The debt assets ratio shows the declining trend from the 2008-2009 (0.05) to 2010-2011 (0.02). This ratio is higher in the year 2007-2008 (0.06) lowest in the year 2010-2011 (0.02).

The proprietor ratio has declined by 2011-2012 (0.87) from 2010-2011 (0.88). This ratio has grown every year from 2007-2008 to 2010-2011. It was highest in the 2007-2008 (0.83) and lowest in the year 2007-2008 (0.83).

The reserve to equity share capital that increased during the period. It increased to the year 2010-2011 (0.85) and 2009-2010 (0.084), it was decreased by 2008-2009. This ratio was the lowest in the year 2008-2009 (0.82) and highest in the year 2011-2012 (0.85).

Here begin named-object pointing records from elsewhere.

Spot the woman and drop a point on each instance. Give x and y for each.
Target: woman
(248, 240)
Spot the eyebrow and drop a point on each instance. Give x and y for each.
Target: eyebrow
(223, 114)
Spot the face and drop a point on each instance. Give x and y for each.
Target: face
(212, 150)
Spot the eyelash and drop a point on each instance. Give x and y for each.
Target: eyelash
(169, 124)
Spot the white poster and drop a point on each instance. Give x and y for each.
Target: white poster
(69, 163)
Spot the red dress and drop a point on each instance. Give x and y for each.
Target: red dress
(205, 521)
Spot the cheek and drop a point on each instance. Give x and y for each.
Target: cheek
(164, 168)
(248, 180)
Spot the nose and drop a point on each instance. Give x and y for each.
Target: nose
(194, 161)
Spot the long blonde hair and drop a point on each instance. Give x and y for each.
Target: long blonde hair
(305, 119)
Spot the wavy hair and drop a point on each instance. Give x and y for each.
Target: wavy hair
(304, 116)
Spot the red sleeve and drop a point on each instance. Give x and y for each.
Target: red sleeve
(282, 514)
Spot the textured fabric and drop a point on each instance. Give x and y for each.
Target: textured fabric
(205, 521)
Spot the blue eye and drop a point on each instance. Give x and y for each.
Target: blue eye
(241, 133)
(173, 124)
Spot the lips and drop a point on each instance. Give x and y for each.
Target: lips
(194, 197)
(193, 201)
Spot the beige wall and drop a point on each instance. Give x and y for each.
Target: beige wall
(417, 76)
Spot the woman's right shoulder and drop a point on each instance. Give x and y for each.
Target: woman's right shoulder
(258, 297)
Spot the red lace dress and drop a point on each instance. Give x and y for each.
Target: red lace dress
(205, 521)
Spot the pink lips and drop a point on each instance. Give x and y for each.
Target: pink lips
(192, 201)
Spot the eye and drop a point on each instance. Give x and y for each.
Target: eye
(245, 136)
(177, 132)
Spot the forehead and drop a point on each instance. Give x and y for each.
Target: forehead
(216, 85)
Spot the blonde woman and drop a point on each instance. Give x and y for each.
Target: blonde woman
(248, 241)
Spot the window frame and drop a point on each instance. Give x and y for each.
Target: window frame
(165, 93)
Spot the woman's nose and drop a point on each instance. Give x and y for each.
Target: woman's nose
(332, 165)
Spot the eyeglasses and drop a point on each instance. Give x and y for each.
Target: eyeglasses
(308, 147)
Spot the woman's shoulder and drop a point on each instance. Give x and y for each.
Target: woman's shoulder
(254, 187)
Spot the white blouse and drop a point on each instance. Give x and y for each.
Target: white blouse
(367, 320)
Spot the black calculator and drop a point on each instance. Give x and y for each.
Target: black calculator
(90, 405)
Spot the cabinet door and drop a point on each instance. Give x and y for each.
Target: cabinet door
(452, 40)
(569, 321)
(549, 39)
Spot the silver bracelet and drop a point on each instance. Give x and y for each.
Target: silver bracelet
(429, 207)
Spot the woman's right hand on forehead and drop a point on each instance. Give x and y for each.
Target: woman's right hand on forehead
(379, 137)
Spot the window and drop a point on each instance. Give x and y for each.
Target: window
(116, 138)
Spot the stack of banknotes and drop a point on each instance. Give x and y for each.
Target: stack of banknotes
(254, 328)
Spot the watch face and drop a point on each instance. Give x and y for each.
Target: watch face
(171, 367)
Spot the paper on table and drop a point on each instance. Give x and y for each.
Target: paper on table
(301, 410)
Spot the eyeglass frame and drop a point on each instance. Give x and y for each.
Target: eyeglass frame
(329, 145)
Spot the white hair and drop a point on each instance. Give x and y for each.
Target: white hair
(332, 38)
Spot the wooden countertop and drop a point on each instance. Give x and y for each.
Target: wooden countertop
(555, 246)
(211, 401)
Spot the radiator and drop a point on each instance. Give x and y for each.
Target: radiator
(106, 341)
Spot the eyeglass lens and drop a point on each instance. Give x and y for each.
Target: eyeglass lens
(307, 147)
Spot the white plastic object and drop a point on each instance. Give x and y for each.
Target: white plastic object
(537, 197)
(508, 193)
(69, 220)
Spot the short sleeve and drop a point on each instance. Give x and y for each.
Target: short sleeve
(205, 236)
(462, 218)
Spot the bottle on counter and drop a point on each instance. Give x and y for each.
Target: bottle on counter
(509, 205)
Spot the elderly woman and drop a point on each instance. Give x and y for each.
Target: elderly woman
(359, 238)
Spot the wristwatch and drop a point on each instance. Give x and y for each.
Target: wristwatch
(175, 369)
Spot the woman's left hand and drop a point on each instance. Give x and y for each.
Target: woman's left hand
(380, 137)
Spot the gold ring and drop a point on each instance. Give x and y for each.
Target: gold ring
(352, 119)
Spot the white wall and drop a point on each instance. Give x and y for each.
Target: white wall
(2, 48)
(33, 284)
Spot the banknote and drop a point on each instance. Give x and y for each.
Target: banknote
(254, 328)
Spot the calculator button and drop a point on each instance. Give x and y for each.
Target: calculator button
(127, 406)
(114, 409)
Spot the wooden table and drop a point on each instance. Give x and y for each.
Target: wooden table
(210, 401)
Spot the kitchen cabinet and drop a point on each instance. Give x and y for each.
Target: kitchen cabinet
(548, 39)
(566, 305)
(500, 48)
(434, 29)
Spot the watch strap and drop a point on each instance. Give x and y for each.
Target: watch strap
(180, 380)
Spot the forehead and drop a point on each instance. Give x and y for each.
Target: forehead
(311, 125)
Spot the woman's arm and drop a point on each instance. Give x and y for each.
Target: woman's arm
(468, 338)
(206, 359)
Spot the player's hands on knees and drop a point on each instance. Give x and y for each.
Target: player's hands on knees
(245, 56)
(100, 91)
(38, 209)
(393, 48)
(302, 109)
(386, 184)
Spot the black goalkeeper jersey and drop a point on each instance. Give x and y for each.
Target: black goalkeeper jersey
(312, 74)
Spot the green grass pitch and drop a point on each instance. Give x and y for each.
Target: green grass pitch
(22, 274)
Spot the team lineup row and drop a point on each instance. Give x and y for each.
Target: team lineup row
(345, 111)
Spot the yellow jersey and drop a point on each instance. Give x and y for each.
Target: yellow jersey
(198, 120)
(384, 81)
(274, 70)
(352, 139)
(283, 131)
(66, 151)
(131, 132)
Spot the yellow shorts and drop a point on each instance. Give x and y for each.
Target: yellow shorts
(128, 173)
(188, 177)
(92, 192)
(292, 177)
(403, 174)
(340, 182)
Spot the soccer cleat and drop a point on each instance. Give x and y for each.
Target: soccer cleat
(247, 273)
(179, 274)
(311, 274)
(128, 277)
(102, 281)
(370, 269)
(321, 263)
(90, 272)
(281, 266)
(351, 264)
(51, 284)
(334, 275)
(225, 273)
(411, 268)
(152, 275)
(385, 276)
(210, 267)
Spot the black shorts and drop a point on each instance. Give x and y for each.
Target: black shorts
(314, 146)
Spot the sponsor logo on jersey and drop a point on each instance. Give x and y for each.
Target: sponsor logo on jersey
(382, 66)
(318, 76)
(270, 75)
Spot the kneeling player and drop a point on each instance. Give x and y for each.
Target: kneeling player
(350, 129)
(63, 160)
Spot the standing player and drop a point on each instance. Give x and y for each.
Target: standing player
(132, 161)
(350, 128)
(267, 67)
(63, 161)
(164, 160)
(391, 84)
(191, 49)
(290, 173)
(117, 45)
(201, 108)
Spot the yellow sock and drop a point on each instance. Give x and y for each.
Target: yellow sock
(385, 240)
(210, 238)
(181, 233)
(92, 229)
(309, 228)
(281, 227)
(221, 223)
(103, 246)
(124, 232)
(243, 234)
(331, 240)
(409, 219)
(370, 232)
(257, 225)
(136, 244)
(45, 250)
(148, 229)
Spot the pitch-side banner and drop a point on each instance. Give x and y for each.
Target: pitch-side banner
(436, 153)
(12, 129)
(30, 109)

The operating ratio is lowest (19%) in the year 2011, during the year 2009-2010 (30%) there has been increasing in the operating profit . The ratio has been higher in 2009-2010 (30%) and fluctuated every year during the period under study

The gross profit was declined by 22% (2010-2011) from 31% (2009-2011) and fluctuated every year. The gross profit is the lowest (21%) in the year 2011-2012 and higher (31%) in the year. This ratio indicates the degree to which the selling price of goods per unit may decline without resulting in losses from operations to the from and it also helps in ascertaining whether the average percentage of mark up on the goods is to be maintained.

The net profit ratio is fluctuated every year, this ratio is declined to by 14% (2008-2009) from 17% (2007-2008). Next year it was increased as 18% (2009-2010) from 14% (2008-2009). The ratio has been higher in 2009-2010 (18%) and lowest in 2010-2011 (12%). An increase in ratio over the previous period indicates improvement in the operational efficiency of the business provided the net profit ratio constant.

The payout ratio is fluctuated every year during the period of under study. The ratio is lowest (26%) in the year 2007-2008 and higher (51%) in 2010-2011. The payout ratio is indicator of the amount earnings that has been ploughed back in the business. The lower the payout ratio, the higher will be the amount of earnings ploughed back in the business. A lower payout ratio or a higher retained earnings ratio means a strong financial position of the company.

Return on the assets is fluctuating every year, maximum return came in the year 2007-2008 (25%) and minimum return came in the year 2008-2009 and 2010-2011 (14%).

Return on capital employed. Return on capital employed has been higher in the year 2007-2008 (40%) and lowest in the year 2011-2012 (19%). This ratio decreased as 30% (2008-2009) from 40% (2007-2008). Next year, it increased as 33% (2009-2010) from 30%(2008-2009) and declined from the year 2010-2011 (20%) till 2011-2012(19%).

The return on share holders funds has been fluctuated every year. This year was lowest in the year 2010-2011(17%) and higher in the year 2007-2008 (35%). This ratio had 10% vary between 2008-2009 (25%) and 2009-2010 (27%). and 2011-2012(18%).

The over all profitability ratio during the period had been declined trend in the year 2010-2011 (25%) and 2011-2012 (23%). This ratio was lowest in the year 2011-2012 (23%), higher in the year 2007-2008 (42%). It indicates the percentage of return on the total capital employed in the business.

SUGGESTIONS

The above findings lead to make the following suggestions:

The company has to take effective measures to increase the current assets and decrease the current liabilities.

The management should take effective steps for optimum utilization of fixed assets.

The company should make necessary steps to reduce the borrowed capital and increase their equity capital.

The management must take necessary steps to adopt uniform policy relating to current asset and take effective losses. It is also advised to the management to reduce its secured loans and to improve to reserve and surplus.

The management should make use of services of the technical experts in reducing the cost production as for as possible to improve the profitability.

CONCLUSION

The overall financial performance of ACC (formerly the Associated Cement Corporate limited) is not effective with its sound financial position, financial performance should increase with effective manner. The company should increase the operating performance by improving the share value in the market. The company has to take effective measure to improve both the financial and operating performance.